Soda Lake Road connects Highway 166 to the south with Highway 58 to the north. The southern third of the Carrizo appears much less popular and most vehicle traffic along this area seem to be in a hurry to just get across the bumpy dirt road as fast as possible.
My activities in attempt to locate Baylee were primarily based on the PLS. From the outset, there seemed to be some confusion over the PLS, which created a challenge. The handler that was hunting with Baylee said he was alone with her and started hunting about 3PM. No one else was with him until later that day after Baylee went missing.
I established a quarter mile radius from the PLS to focus search activities coupled with wide area searches. Domestic dogs can easily smell food within a quarter mile so this technique was used in conjunction with camera traps in an attempt to detect Baylee. This protocol has always been successful when a sighting has placed a lost dog in the area, but of course with Baylee there had been zero sightings from the point she went missing.
Trail cams were setup at two nearby springs and one near the PLS. One of the two springs clearly had more wildlife activity than the other (the spring nearest to the PLS). There were no Baylee sightings on any of these cameras. Dog prints and/or dog scat identification in the area is unusable because of hunters with their dogs walking through the area.
On two or more dates I observed what appeared to be fresh dog prints (as compared to Coyote prints) a few miles north-east of the PLS in an area where no human footprints existed. Thinking this could be Baylee, I setup a camera trap at the location. A Coyote and a domestic dog were observed on the camera, but no Baylee.
The handler sent me a screenshot of a map showing the exact location where Baylee was last seen (PLS). I conducted multiple hours long foot searches of the entire area and ridge along with its drainages attempting to detect any indication of Baylee (e.g. dog leash, dog prints, dog scat, dog fur, dog carcass, Mountain Lion cache - or any other sign of Baylee). There was no indication of Baylee observed.
According to the handler, once Baylee went behind a specific tree, she was not heard or seen again. Given that this occurred on "opening day" with multiple other hunters in the area with long views, it seemed that something might have happened to Baylee quickly, such as an injury or attack. My search efforts could not corroborate this possibility.
During my search activities, I spoke with multiple hunters. All of them were well acquainted with the area and they all knew of Baylee's plight before I contacted them. Each had a theory as to why Baylee may not have been seen (predator attack, stolen, injured, etc.), but none aligned with my observations or search findings.

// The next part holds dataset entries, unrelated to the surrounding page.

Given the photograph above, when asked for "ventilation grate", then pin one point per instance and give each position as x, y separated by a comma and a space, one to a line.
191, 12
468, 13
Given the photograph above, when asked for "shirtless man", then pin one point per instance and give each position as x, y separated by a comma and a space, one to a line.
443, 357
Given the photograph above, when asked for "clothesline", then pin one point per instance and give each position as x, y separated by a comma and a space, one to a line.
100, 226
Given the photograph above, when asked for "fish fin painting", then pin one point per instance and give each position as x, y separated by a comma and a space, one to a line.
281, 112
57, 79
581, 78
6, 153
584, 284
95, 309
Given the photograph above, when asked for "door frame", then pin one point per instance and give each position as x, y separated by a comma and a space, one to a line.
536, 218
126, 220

The more people I spoke with, the more I developed an understanding that Baylee may not be missing in the manner which I first believed. That is to say, Baylee was reported to have run off from behind a specific tree, at an approximate time of day, on a given date. The information I gathered seemed to contradict some of the original details. Of course Baylee is missing, which is tremendously sad, but a search has to be made on certain facts. Facts that I lost confidence in as I developed more information.

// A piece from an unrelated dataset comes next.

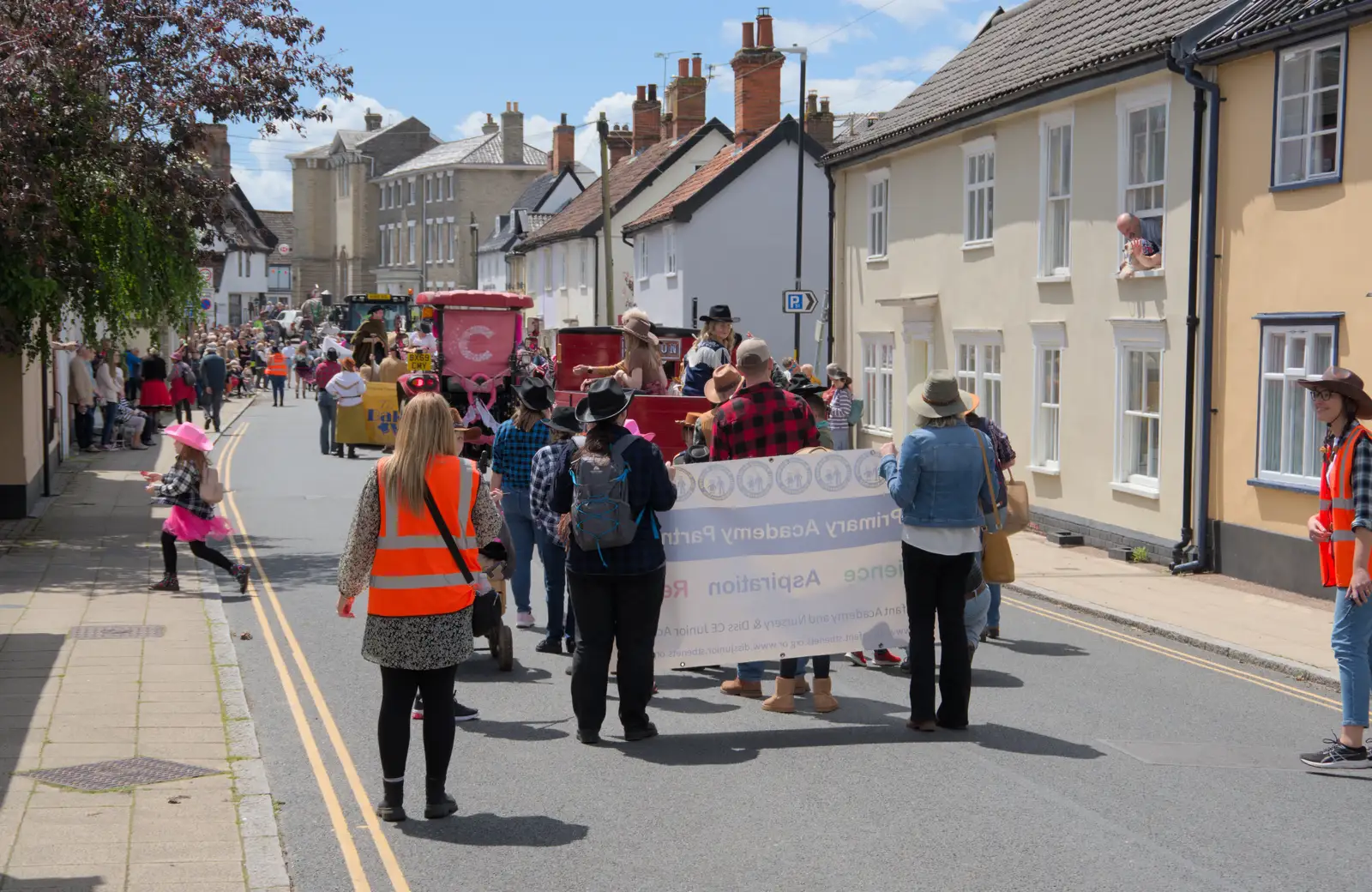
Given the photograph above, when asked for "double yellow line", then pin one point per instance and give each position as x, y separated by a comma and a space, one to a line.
302, 725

So while I continued looking for Baylee, the details and my instincts told me something was amiss. An untold story which could be completely benign, or maybe something more. In the end I will never know. So after a couple more weeks of searching and using every technique available, I ended my quest.
I expressed my best wishes to Baylee's owner with the hope that someone may pick up the phone to report a sighting. Dogs have been in the wild much longer than a month without issue, that is to say if Baylee is in the wild. Either way, I pray that Baylee makes her way home.